With lambda and beta_a fixed, increasing the cost reduces the activation output.
Increasing the description length `beta_a` increases the activation output.
Increasing `lam` changes the shape of the curve.

## M-Step

Imagine there are 3 capsules in layer `i` and 2 capsules in layer `j`. Two of the low-level capsules represent some feature on a face: the eyes and nose. The third low-level capsule will represent a finger. Let the 2 capsules in layer `j` repesent the face and hand.
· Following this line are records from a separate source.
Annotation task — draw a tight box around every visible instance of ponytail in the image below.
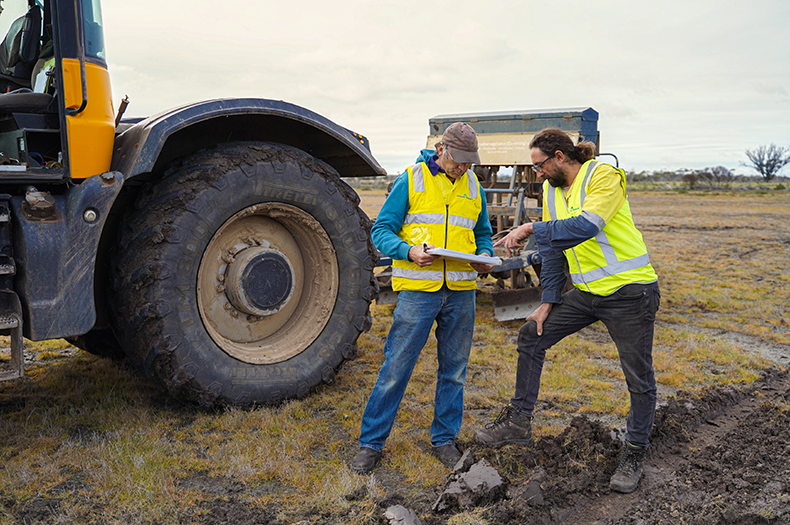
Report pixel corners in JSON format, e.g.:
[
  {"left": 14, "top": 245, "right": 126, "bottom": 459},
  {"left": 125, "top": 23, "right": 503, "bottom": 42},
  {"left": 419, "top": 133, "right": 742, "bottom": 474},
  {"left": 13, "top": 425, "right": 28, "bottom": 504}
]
[{"left": 529, "top": 128, "right": 595, "bottom": 164}]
We will assume that we have strong activations from capsules `i=1` and `i=2` which indicates, intuitively, that there may be a face. To start this example, we need to represent the capsules.

In [61]:
votes_i = torch.randn(3, 2, 16)
activations_i = torch.Tensor([0.9, 0.9, 0.1])
R = torch.Tensor([[0.9, 0.1],
                 [0.9, 0.1],
                 [0.1, 0.9]])
beta_u = 1

# Scale the responsibility matrix by the activations of the capsules in layer i
R = activations_i.repeat(2, 1).transpose(0, 1) * R

mean_j = torch.zeros(2, 16)
sigma_j = torch.zeros(2, 16)
cost_j = torch.zeros(2, 16)
activations_j = torch.zeros(2)

# Calculate the mean and variance for each dimension
for j in range(votes_i.shape[1]):  # Iterate over higher-level capsules
    R_sum_j = R.sum(0)[j]
    for h in range(mean_j.shape[1]):
        vote_sum_h = torch.dot(R[:, j], votes_i[:, j, h])
        mean_j[j, h] = vote_sum_h / R_sum_j
        
    # Variance
    for h in range(sigma_j.shape[1]):
        sigma_j[j, h] = torch.dot(R[:, j], (votes_i[:, j, h] - mean_j[j, h])**2)
        
    # Compute the h costs
    cost_j[j] = cost_function(beta_u, sigma_j[j], R_sum_j)
    
    # Compute the high-level activations
    activations_j[j] = activation(lam, beta_a, cost_j[j])
    
print(cost_j)
print(activations_j)

tensor([[ 3.3540, -0.3084,  2.4924,  1.6808,  1.3299,  0.8231,  1.2318, -0.5552,
         -1.6054,  2.3445,  1.1024,  3.2077,  0.3061, -0.2098, -2.1299,  4.1516],
        [-0.0623, -0.6625,  0.1949, -0.2817, -0.6058, -0.6233, -0.9419,  0.0201,
         -0.4182, -0.1485, -0.5556,  0.3164, -0.3028,  0.0885, -0.4597, -0.1242]])
tensor([9.0710e-08, 9.9619e-01])